The fixed cost model changes the economics. I didn’t pay per token. I paid my monthly subscription and let the agents run until they were done. For experiments like this, that predictability matters.

The whole thing runs on bash scripts and markdown files. No framework to learn, no orchestration platform to configure. Just Claude Code, some shell scripts, and a folder structure.


What This Means for YOU

If you have a Claude Code subscription, try this. If you prefer Opencode, build the equivalent.

Money-making is just one application. How often do we developers look at repetitive tasks and think, I wish there was an app for this?

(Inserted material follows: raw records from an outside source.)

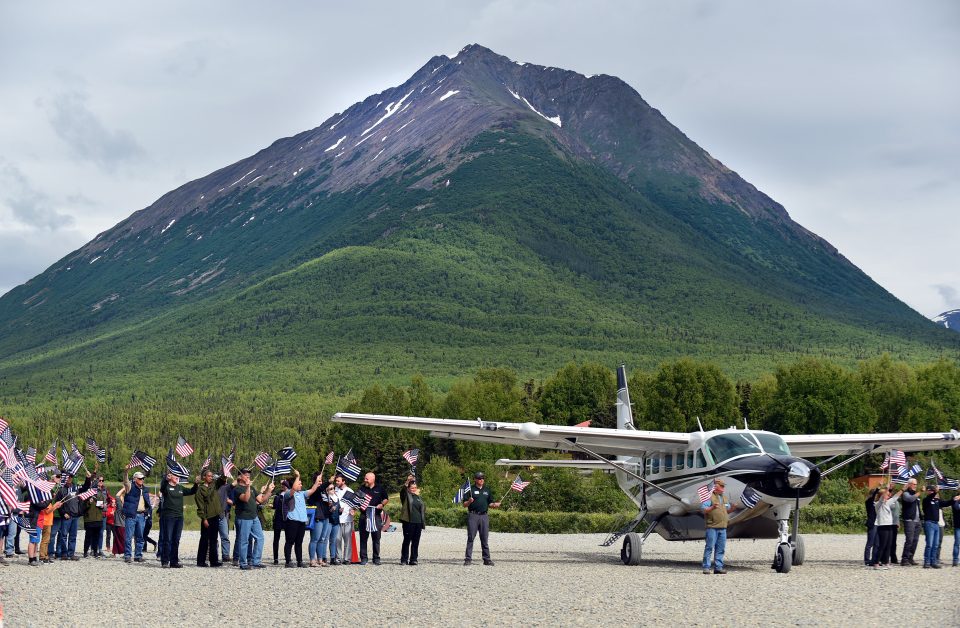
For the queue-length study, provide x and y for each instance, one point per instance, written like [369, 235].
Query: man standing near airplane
[715, 513]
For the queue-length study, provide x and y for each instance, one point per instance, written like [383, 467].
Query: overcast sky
[848, 113]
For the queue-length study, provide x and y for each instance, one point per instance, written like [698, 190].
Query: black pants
[886, 538]
[91, 534]
[170, 530]
[293, 538]
[277, 531]
[410, 548]
[364, 534]
[209, 538]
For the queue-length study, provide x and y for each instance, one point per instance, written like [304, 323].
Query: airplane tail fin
[624, 411]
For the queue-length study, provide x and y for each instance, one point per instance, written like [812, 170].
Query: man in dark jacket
[171, 519]
[70, 514]
[136, 503]
[209, 510]
[931, 525]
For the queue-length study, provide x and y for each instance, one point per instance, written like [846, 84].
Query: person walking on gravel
[715, 514]
[480, 500]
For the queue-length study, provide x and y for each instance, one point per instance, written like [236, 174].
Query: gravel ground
[538, 580]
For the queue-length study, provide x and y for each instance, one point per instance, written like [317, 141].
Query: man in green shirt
[171, 519]
[209, 510]
[479, 500]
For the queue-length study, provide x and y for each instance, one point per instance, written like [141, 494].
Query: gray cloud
[86, 136]
[26, 204]
[951, 296]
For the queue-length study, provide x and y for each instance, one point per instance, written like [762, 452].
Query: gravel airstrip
[538, 580]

How often do we build internal tools just for ourselves? Constantly.

Now any problem, any repeated workflow, can be automated, at a predictable cost to run.


What’s Next

OGSnap sits in my projects folder, ready for deployment. The technology works. Now I have to figure out what to do with it.

Honestly, I had no clue about the OG image problem space before this. I didn’t understand what pain point the app solved—despite it being built on my laptop. There’s something magical about that.

Since the first run, I’ve restructured the company and asked the Agency to make the app more lovable. We built new features this way, but there were moments I had to step into the chaos—break things down, voice my opinion. There’s a spectrum from no AI to full vibe-coding with zero human involvement. I’m still searching for the sweet spot.

I see this as a thought experiment in efficiency and coordination—exploring how much control to give autonomous agents and what synchronization patterns work best. It’s about figuring out what makes teams excel, using AI to replicate the human interactions that happen when people work together.

Oh and btw, the OG Image for this article has been generated with the AI-built micro-saas.


_The Agency is open source on GitHub. Fair warning: it works, but it’s not polished. Since writing this article I have reworked the company structure, as the token usage was too big, and the tempo of work too slow. I’m sharing this to let others experiment with their own setups—I’ll keep iterating on mine to figure out what actually makes sense in terms of speed, cost, and coordination. Fork it, break it, make it better.